I watch her silhouette on the other side of the shore, her movements graceful and unaware of the danger lurking beneath the surface. I will let her settle and then I'll strike.
My graspers flick in anticipation, but then I see movement in the water.
A silhouette of Many Teeth emerges, floating toward the edge where she sits, moving itself along with small movements of its long tail so it doesn't betray its presence. It is night, so it isn't moving as confidently, though I can still see it clearly.
That's why most hunting happens in the dark.
The female is oblivious to the danger. Too weak, and obviously too ignorant, to survive, this loathsome, soft thing.
The Many Teeth must have tasted her blood when she was washing in the water. My eyes narrow as I watch it move closer, its sleek yet heavy body gliding through the water slowly.
Yes, I want her for my meal, but I want to see how she will fight a Many Teeth.
This will also give me a sense of the capabilities she has, if any. I feel a thrill of excitement at the prospect tingle along my many limbs. The anticipation of watching her struggle against one of the deadliest creatures in the lake is making me bounce in the water as my tentacles whirl.
With a twitch of my limbs, I follow the Many Teeth.

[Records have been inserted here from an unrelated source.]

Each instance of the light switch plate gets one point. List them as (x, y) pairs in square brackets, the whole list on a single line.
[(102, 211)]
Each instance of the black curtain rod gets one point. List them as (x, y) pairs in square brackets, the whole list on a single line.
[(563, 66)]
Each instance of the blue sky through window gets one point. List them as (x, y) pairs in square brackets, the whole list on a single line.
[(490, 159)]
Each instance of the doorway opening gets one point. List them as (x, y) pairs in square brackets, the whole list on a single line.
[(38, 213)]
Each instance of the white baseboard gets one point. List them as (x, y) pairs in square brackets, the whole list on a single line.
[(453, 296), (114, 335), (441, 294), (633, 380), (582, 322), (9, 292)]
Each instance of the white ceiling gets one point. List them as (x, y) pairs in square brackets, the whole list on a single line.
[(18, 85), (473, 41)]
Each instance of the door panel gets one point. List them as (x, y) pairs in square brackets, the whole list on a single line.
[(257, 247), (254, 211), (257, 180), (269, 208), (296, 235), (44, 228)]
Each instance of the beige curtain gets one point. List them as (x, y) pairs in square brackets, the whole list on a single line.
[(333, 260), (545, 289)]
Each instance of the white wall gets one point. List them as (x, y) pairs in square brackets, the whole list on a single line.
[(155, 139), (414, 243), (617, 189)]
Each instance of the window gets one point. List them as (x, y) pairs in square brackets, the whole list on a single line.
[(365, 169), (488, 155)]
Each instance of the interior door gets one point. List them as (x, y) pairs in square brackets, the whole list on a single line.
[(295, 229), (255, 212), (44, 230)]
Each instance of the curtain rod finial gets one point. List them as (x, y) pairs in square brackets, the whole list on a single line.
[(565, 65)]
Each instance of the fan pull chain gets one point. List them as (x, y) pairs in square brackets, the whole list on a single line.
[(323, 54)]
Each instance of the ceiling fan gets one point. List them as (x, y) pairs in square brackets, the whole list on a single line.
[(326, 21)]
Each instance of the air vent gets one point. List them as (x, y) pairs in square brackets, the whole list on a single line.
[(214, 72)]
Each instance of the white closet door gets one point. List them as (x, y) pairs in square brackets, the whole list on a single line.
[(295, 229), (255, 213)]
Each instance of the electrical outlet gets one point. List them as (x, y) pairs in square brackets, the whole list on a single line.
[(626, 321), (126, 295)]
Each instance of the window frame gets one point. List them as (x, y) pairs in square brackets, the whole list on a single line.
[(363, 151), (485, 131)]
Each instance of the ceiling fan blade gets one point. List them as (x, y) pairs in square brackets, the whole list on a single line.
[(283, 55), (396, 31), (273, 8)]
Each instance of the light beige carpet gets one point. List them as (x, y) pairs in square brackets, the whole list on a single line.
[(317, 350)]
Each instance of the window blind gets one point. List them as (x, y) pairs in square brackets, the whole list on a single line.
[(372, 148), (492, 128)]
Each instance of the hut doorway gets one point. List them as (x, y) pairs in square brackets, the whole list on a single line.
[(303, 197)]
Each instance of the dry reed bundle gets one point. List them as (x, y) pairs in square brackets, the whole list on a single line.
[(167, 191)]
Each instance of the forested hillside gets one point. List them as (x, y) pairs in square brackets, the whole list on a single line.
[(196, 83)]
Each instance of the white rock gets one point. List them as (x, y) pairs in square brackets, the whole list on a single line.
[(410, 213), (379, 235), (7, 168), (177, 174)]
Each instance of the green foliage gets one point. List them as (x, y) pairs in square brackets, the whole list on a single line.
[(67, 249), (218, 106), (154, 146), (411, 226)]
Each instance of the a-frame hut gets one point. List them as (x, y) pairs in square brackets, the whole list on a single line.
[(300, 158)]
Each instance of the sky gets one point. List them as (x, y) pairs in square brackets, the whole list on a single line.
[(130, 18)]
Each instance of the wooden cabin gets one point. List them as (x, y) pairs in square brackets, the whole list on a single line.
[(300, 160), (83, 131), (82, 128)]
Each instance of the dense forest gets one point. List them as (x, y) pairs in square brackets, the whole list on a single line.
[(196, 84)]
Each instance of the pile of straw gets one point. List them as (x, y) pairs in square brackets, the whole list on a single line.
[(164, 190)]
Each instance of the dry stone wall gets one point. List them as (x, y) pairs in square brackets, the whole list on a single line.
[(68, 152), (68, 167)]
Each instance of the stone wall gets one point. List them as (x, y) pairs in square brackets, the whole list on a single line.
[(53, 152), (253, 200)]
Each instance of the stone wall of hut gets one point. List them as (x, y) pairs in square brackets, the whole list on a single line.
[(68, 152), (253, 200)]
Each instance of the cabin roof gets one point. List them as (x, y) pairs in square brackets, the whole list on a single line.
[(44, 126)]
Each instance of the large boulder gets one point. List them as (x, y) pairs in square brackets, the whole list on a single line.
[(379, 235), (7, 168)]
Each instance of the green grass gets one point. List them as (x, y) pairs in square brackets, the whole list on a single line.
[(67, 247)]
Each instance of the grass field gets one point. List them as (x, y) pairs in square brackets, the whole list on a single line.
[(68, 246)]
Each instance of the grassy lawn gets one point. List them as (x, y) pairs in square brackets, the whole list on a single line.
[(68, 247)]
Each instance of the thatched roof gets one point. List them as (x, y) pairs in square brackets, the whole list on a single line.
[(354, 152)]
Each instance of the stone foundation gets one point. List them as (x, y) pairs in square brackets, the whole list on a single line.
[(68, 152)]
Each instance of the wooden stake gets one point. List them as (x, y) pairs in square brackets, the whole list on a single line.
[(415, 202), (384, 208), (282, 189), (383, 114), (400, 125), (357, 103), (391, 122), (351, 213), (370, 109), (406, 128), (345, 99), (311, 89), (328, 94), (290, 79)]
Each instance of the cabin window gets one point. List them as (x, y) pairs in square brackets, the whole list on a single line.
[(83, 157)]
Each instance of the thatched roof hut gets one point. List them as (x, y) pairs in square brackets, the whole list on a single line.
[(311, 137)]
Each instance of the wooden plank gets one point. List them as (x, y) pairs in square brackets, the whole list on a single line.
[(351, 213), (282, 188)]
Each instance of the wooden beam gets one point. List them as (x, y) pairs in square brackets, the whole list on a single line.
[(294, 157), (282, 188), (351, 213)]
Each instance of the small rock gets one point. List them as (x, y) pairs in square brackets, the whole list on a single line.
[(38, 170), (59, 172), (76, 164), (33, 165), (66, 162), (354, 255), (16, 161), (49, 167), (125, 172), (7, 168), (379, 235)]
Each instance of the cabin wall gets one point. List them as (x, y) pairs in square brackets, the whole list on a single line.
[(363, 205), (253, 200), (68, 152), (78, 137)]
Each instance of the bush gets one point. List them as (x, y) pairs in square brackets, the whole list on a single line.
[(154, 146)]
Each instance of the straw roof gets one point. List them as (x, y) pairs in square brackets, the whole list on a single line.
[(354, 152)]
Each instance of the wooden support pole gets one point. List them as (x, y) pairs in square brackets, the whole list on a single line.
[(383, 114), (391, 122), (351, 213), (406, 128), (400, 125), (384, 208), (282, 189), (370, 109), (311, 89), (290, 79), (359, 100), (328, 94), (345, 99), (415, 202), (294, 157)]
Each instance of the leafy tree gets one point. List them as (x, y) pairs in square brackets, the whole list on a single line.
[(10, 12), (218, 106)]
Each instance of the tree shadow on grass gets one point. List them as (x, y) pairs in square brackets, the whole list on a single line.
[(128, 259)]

I keep a safe distance between me and the creature to ensure it won't notice my presence. I swim silently, my movements fluid and practiced, staying just out of its detection range.

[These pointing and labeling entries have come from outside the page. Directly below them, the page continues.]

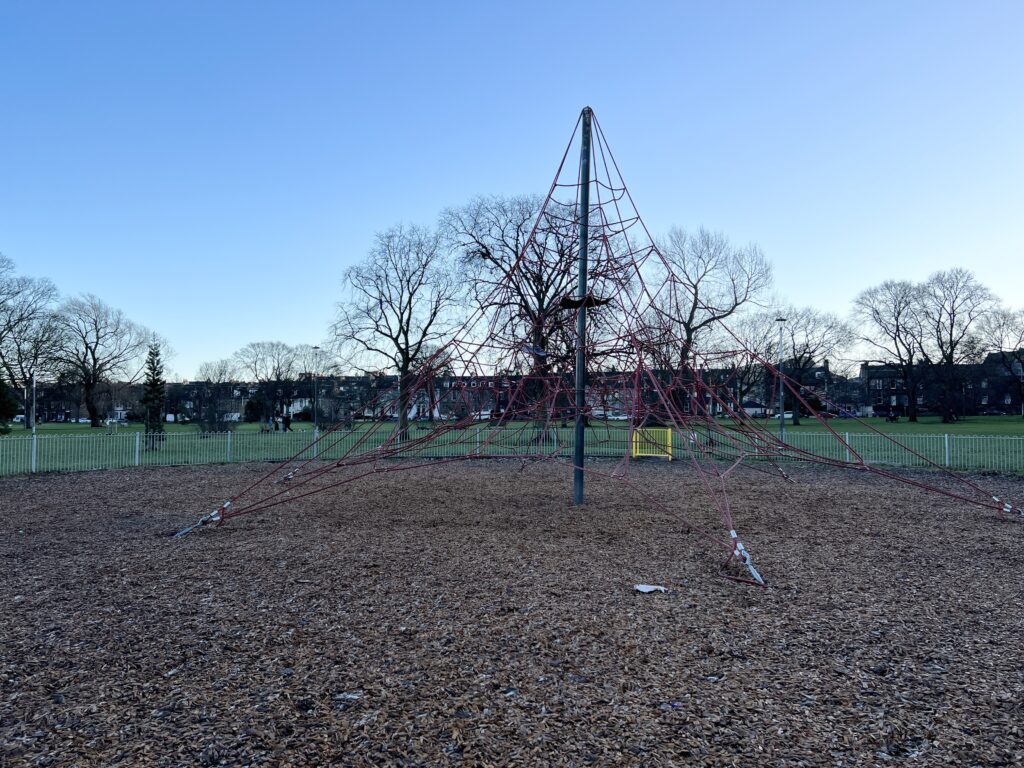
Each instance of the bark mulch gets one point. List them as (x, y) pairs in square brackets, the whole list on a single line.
[(467, 614)]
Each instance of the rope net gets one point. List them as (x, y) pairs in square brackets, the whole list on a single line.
[(507, 374)]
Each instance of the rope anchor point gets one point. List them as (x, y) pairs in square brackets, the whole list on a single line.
[(213, 517), (740, 553)]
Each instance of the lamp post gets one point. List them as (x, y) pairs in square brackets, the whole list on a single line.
[(315, 388), (781, 385)]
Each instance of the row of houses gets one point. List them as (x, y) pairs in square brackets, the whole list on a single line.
[(987, 387)]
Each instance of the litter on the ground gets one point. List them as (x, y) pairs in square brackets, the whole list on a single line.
[(645, 588)]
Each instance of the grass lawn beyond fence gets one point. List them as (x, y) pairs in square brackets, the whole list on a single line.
[(77, 448)]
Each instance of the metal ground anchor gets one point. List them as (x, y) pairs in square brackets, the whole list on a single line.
[(740, 553), (213, 517)]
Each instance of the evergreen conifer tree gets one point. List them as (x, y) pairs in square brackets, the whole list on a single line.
[(154, 391), (8, 407)]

The water is murky, the only illumination coming from the faint glow of the bugs on the shore.
As the Many Teeth swims closer, I stay behind, watching intently. We are already near the branch that she is dipping in now. At the water's edge for no clear reason I can discern.

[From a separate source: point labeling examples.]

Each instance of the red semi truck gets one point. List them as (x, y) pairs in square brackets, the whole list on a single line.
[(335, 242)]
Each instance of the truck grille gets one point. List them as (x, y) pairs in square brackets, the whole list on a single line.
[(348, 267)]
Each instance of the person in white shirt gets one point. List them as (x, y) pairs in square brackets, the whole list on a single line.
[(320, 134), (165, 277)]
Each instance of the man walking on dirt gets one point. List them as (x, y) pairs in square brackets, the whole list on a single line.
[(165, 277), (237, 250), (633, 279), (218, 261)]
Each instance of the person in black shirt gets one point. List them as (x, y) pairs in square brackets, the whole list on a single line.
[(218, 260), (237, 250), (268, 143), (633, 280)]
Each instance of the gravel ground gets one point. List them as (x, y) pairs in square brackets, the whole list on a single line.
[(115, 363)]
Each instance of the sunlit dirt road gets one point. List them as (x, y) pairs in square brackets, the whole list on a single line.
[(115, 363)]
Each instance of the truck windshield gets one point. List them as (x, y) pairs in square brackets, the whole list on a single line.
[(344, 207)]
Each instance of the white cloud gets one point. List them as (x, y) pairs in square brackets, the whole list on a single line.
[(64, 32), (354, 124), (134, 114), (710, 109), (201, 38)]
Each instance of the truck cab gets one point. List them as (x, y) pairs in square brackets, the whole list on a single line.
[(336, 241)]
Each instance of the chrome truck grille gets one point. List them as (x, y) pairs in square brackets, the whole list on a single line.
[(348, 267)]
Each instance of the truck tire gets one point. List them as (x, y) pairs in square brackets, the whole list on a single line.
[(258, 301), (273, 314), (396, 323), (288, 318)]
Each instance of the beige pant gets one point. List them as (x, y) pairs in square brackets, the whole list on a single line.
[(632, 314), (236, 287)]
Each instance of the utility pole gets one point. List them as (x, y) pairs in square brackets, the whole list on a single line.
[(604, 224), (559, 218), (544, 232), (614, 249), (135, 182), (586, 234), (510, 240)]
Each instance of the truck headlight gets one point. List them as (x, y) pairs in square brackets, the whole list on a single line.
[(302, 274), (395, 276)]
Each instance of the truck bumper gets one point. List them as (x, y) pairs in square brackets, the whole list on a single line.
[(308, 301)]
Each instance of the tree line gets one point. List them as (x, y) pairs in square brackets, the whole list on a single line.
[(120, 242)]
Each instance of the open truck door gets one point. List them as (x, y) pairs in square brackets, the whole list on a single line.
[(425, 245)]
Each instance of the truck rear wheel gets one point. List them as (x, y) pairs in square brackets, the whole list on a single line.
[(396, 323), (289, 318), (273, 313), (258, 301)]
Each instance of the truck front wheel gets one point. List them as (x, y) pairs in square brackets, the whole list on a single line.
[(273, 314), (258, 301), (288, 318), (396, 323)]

Her silhouette is framed against the glow of the not-food. The Many Teeth's rows of razor-sharp teeth glint faintly in the dim light, a silent promise of death.
The Many Teeth slows further. Just below the surface where it can't be seen. She's crouched near the water's edge on a stone, her grasper dipping into the water to continue rubbing at her skin.
The creature is just beneath the surface, its eyes locked onto her as it prepares to strike.
Will she notice in time?
Will she be able to fight it off?
Knowing that I will witness her struggle, her desperation, brings a fresh thrill.
The Many Teeth is almost upon her now, its body coiling and uncoiling in the water. I can see its muscles tensing, preparing for the final lunge. My eyes flick between her and the creature, my own breath coming in shallow flutters of my gills.
This is it.
As the Many Teeth is about to lunge, I can't help but wriggle my graspers in impatience. They still when I see her moving away from the edge toward a tree near the forest's entrance.
Disappointment makes my limbs hang loose in the water, but she may return.
The Many Teeth waits for her on the edge and so do I.